Calor truck driving down a county road
Off-grid, rural UK homes have a particular set of challenges when it comes to decarbonising heat. Karl Bateman, National Specifier Manager at Calor, explains why these factors mean that boilers will continue to have a place in these homes, and why biofuels for heating such as BioLPG offer installers the easiest way to deliver carbon reductions in off-grid areas here and now.
Rural homes located off the mains gas grid may represent a small proportion of homes in this country. But replacing the fossil fuels used for heating in these properties is a much bigger challenge compared with their urban counterparts. Whilst hydrogen is a possible solution for those on the gas network, it can’t be stored easily or transported off-grid. Heat networks work better in more densely populated areas, so these are unlikely to play a major role in the countryside. This leaves heat pumps and biomass. Biomass has air quality issues, and wood chip pellets need to be manually handled and frequently delivered. Heat pumps generally require good levels of insulation to heat effectively. Many rural homes are hard to insulate, so in reality, an electric heat pump alone may not keep occupants warm enough. What’s more, owners may end up with bigger energy bills than expected because a higher flow temperature would be required in a poorly insulated building, reducing a heat pump’s efficiency. 

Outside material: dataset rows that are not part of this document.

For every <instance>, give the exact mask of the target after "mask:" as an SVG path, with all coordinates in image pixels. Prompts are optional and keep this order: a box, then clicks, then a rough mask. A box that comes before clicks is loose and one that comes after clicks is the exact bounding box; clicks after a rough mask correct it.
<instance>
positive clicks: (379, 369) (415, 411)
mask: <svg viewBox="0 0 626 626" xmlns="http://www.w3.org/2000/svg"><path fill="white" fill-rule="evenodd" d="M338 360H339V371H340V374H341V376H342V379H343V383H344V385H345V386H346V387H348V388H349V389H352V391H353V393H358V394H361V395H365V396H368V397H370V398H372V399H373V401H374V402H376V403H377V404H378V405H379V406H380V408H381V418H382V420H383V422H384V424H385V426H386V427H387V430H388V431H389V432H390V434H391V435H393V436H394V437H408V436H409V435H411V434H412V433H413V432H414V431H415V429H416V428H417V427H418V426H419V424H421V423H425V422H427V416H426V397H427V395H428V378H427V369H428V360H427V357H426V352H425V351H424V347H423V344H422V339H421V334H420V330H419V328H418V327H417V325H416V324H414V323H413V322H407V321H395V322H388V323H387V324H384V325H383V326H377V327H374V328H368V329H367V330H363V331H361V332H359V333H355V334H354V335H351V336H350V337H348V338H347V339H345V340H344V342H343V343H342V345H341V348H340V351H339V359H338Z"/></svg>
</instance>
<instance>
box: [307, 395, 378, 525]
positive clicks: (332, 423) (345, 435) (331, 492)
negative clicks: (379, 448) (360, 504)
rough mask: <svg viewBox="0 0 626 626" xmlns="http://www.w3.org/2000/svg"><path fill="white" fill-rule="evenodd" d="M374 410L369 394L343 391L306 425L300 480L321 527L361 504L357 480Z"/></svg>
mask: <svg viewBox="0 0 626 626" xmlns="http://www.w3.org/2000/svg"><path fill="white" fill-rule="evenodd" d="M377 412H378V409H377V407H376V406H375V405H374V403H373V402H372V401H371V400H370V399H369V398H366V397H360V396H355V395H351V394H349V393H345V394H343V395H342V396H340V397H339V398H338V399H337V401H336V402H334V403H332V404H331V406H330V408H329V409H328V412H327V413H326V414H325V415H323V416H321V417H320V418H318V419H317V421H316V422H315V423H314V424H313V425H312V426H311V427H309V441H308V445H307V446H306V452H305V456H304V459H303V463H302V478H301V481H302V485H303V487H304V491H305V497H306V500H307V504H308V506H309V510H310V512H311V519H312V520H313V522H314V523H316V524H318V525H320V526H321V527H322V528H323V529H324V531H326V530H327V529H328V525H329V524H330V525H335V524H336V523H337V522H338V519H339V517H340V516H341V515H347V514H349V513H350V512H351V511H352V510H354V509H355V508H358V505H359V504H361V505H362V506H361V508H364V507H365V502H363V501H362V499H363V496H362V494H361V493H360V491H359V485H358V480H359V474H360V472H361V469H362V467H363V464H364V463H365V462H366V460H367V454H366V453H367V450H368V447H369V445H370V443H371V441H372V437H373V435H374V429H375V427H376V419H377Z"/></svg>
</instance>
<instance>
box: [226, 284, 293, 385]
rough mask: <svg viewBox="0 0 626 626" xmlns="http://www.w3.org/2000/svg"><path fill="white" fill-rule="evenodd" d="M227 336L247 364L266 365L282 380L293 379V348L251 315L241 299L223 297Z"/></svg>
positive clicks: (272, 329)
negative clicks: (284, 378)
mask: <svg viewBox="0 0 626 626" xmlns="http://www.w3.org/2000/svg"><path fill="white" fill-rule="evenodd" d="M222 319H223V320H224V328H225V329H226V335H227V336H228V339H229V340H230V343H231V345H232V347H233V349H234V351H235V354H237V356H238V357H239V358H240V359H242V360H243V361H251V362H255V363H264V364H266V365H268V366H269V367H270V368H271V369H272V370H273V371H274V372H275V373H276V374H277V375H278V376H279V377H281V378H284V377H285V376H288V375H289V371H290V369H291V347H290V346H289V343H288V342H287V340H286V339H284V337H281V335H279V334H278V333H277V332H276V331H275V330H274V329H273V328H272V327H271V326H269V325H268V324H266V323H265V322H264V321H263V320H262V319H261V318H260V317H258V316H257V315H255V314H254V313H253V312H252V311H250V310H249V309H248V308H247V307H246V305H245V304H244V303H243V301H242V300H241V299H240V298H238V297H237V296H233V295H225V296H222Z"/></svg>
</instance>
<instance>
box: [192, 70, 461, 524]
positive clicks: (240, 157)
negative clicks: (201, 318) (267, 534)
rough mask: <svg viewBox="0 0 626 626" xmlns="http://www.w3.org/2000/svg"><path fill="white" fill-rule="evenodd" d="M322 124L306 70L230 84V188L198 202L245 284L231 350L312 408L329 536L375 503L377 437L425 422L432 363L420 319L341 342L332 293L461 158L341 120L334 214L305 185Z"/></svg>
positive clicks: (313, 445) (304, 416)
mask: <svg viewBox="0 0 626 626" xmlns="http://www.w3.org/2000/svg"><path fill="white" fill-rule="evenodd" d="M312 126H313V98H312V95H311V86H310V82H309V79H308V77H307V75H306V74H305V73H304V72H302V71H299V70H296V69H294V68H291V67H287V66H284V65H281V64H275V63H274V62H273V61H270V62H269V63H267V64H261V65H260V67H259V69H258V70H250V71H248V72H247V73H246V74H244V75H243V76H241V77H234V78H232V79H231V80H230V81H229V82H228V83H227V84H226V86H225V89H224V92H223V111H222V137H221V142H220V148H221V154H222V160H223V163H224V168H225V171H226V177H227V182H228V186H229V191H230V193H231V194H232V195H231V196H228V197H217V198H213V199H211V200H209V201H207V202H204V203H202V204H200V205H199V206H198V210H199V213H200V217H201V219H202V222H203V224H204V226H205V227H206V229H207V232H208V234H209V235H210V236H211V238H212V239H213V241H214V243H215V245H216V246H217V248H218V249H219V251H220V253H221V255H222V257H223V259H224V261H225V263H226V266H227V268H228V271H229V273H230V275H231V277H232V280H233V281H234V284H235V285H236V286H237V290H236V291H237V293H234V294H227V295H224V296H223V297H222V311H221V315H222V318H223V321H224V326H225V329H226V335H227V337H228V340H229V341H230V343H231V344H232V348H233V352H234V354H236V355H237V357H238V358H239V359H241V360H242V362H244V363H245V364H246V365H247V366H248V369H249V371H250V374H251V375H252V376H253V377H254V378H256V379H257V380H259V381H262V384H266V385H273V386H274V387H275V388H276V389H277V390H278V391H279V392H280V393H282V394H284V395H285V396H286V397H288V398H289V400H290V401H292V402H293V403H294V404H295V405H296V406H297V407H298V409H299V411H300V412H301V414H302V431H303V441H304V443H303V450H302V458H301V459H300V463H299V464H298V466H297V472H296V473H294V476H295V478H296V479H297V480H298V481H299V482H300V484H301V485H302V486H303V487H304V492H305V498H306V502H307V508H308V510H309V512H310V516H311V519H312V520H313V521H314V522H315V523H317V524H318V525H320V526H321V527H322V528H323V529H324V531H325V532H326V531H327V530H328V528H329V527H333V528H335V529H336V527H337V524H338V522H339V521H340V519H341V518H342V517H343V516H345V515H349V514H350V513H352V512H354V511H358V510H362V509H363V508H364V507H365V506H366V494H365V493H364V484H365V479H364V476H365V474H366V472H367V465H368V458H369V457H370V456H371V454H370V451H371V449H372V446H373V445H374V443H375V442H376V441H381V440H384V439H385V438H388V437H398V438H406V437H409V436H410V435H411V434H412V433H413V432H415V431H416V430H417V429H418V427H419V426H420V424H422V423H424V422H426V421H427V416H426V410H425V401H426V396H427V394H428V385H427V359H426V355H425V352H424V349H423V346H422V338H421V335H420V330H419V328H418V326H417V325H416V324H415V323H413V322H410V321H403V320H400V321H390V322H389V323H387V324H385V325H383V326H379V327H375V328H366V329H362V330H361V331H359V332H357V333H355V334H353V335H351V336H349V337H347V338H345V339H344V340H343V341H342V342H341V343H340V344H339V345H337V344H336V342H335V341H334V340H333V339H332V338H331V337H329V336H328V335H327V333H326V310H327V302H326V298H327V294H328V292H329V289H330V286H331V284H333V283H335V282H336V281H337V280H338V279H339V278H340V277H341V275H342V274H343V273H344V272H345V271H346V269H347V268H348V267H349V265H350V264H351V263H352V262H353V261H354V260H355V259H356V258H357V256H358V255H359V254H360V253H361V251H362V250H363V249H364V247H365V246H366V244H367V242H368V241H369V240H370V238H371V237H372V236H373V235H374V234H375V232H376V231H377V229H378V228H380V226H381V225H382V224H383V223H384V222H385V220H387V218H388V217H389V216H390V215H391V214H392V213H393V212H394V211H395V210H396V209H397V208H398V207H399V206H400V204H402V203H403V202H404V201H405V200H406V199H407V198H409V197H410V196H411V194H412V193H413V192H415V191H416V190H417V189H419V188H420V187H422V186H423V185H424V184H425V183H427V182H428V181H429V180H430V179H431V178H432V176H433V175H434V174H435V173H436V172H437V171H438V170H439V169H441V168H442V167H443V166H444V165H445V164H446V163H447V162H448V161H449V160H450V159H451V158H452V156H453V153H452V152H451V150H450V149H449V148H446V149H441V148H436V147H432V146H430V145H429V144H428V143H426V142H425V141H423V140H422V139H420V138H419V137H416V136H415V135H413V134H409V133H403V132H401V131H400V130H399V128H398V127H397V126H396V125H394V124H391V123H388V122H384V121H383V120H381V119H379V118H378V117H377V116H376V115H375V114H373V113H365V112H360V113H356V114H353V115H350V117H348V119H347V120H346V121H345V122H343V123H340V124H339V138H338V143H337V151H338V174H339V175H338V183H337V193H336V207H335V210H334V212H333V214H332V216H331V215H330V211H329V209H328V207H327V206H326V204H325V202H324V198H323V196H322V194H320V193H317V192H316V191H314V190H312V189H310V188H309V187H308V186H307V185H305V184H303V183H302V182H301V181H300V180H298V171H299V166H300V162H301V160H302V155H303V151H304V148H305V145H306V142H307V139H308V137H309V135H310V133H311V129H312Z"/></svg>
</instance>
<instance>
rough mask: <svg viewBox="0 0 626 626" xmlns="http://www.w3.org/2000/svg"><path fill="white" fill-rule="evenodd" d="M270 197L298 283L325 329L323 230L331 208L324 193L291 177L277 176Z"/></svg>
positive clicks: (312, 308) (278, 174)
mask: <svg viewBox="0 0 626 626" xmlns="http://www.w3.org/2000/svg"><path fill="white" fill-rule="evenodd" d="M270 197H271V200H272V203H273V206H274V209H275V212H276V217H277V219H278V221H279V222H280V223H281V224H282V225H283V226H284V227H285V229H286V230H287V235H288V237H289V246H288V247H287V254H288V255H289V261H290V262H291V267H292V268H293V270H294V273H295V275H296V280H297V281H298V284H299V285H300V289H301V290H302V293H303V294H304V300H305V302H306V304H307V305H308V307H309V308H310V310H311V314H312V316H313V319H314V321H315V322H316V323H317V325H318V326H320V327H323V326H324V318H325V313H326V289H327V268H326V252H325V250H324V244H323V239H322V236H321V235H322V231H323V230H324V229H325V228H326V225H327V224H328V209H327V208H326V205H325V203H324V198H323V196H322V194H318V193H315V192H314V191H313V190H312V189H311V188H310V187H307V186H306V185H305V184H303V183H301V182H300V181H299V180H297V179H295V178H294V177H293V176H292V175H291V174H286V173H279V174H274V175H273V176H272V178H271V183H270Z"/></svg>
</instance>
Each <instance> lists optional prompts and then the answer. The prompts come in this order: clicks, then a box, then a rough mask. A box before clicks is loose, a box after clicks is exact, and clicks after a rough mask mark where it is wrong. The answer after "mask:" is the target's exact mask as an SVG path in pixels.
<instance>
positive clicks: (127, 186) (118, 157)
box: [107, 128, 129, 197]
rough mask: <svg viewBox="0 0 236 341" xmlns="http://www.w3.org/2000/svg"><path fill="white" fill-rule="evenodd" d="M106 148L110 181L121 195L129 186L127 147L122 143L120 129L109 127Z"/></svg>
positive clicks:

If standalone heat pumps aren’t suitable, what can be done? Independent analysis suggests that BioLPG, either in standalone boilers or in combination with a heat pump in a hybrid system, will be the most affordable way to decarbonise around 44% of rural homes currently heated by highly polluting heating oil1. 

That’s because BioLPG is a direct, drop-in replacement for conventional LPG, so LPG boilers - in either of the aforementioned set up - can use it now and in the future. This means that installers who are already LPG trained can help their customers use biofuel for heating by replacing their oil boiler with an LPG one, without retraining in other technologies or spending time and money in becoming MCS certified. 

So what is BioLPG? Like other biofuels, it’s made from a blend of waste, residues and sustainably sourced materials, which means that it’s renewable2. Calor offers it now to consumers as a mix of up to 40% BioLPG and 60% conventional LPG, to provide 38% carbon savings compared with heating oil3. It has pledged that by 2040, 100% of its energy products will be produced from renewable sources, alongside the commitment from its parent company (SHV Energy), to cut its carbon impact by 25% by 2025, across all business units.

In the meantime, property owners can use BioLPG now to make sizeable carbon savings. Boilers are unlikely to go away altogether anytime soon due to the above reasons. So, with biofuels such as BioLPG being available now, installers can use their existing skills in speeding up the pace of decarbonisation for off-grid energy.